I am getting international off 118.7. Initially I had 61.5 as a single dish for international only. When I had dish 500 plus installed I left 61.5 as it is (changed lnb). With 500 plus I have 110, 118.7 and 119. The reason for leaving 61.5 is for HD for future if and when I subscribe to HD channels. I was informed initially as to all HD would be on 61.5.
I will send you my account number. Thanks for helping..


----------



## P Smith (Jul 25, 2002)

Nina said:


> I am getting international off 118.7. Initially I had 61.5 as a single dish for international only. When I had dish 500 plus installed I left 61.5 as it is (changed lnb). With 500 plus I have 110, 118.7 and 119. The reason for leaving 61.5 is for HD for future if and when I subscribe to HD channels. *I was informed initially as to all HD would be on 61.5.*
> I will send you my account number. Thanks for helping..


In fact you'd misinformed - both arcs will be symmetrical in part of HD channels and only 118.75W will be one source of international programming.


----------



## Nina (Jan 15, 2008)

P Smith said:


> In fact you'd misinformed - both arcs will be symmetrical in part of HD channels and only 118.75W will be one source of international programming.
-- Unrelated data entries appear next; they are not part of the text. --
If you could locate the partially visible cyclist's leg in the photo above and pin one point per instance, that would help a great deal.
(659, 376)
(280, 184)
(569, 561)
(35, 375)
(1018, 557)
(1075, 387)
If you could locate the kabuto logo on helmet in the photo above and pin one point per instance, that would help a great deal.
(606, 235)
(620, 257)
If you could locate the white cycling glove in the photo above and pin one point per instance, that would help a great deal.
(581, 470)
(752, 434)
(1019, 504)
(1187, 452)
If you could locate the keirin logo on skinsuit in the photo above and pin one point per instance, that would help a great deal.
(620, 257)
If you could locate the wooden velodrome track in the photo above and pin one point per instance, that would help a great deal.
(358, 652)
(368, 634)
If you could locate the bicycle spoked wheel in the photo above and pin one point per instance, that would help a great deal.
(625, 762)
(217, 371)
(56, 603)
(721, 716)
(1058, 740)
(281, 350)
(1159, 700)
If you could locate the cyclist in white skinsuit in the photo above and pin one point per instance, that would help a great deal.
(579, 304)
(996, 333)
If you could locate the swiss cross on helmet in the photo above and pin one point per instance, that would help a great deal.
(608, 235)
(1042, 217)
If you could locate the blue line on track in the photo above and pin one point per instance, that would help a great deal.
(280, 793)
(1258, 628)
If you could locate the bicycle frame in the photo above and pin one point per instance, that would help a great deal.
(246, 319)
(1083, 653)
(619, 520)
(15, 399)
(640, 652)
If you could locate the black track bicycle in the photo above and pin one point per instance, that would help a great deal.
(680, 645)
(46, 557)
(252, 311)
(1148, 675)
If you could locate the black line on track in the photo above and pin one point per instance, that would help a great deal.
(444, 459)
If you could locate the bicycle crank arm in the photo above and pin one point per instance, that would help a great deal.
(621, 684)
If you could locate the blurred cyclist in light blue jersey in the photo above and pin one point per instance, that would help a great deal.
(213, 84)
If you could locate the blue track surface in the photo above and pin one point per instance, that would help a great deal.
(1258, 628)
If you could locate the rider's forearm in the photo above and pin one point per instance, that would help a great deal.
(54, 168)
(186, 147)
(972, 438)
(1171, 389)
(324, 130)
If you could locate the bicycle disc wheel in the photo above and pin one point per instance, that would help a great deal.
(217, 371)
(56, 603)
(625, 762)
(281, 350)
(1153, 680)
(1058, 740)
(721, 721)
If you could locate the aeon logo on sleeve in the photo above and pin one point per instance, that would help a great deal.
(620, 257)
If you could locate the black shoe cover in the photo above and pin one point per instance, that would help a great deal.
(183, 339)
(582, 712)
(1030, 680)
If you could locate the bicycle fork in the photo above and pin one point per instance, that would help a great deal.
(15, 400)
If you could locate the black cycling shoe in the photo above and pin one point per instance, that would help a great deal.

So I am good with the dishes I have right? Why am I told I need an upgrade?Thanks for yoiur response.


----------



## P Smith (Jul 25, 2002)

because of current 61.5W - for comply you should move LNBF from separate dish [61.5] to your D500+ as second wing, and take HD channels from 129W


----------



## kenglish (Oct 2, 2004)

Many of the international channels are produced in HD, but the problem is, getting them to the U.S. Transmitting them across the ocean is expensive, unless there is sufficient demand (specifically in HD) to make it cost effective.


----------



## [email protected] Network (Jan 6, 2011)

Nina said:


> So I am good with the dishes I have right? Why am I told I need an upgrade?Thanks for yoiur response.


You're fine with what you have now. Your account was simply tagged wrong (we didn't show you had 118.7 installed)


----------



## Nina (Jan 15, 2008)

[email protected] Network said:


> You're fine with what you have now. Your account was simply tagged wrong (we didn't show you had 118.7 installed)


Thankyou Mattg..


----------